Can I parameterize authentication and feature flags, not just URLs?

Yes. The variables map is untyped strings so anything you can express as text is fair game. Typical keys: `BASE_URL` for the target environment, `USER_EMAIL` and `USER_PASSWORD` for env-specific test accounts, `API_KEY` for a staging versus prod key pair, `FEATURE_FLAG_CHECKOUT_V2` to assert the flag state the test expects, `SKU` or `PRICE_ID` for products that exist in one env and not the other. The agent also sees the variables, so you can phrase the plan as `navigate to {{BASE_URL}}/checkout and verify the total matches {{EXPECTED_TOTAL}}` and the verification reads from the map.

What happens to the scenario if I forget to pass a variable that the plan references?

The literal string `{{BASE_URL}}` survives into the plan the agent sees, which means the agent will try to navigate to the literal URL `{{BASE_URL}}/checkout` and Playwright will fail the preflight probe at /Users/matthewdi/assrt-mcp/src/core/agent.ts line 390 with an actionable error.

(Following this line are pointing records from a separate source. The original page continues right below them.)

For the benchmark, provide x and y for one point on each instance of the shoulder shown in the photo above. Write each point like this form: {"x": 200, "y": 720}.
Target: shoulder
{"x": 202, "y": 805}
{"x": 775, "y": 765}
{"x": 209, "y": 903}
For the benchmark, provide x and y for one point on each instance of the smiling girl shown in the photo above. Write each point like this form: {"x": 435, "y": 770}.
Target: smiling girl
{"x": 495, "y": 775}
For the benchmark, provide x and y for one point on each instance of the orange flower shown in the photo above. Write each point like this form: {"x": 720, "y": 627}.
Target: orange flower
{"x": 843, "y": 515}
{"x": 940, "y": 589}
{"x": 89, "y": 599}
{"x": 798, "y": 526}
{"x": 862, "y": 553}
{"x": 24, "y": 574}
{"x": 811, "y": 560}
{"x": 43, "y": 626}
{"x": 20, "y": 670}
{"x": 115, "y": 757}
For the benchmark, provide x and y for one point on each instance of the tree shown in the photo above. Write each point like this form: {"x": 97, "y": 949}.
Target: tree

That failure is loud and early (before the browser even launches), which is the right behavior: you do not want a cross-env run that silently falls back to a default. If a key is optional, encode the optionality in the plan as prose ('if {{FEATURE_FLAG_X}} is enabled, also verify the banner appears') so the agent can branch explicitly.

How do I run the same scenario against staging and prod in CI?

Two invocations of `assrt_test` (or two runs of the `npx assrt` CLI) with the same `plan` text and different `variables` maps. A typical CI job takes the checked-in /scenarios/checkout.md, passes it to staging first with the staging `BASE_URL` and test account, and on green, runs the identical text against prod with the prod `BASE_URL` and a read-only prod account. Each run drops a video under /tmp/assrt/<runId>/, which CI can upload as an artifact. Because the scenario text is identical, the diff between the staging events.json and the prod events.json is the regression signal you actually want.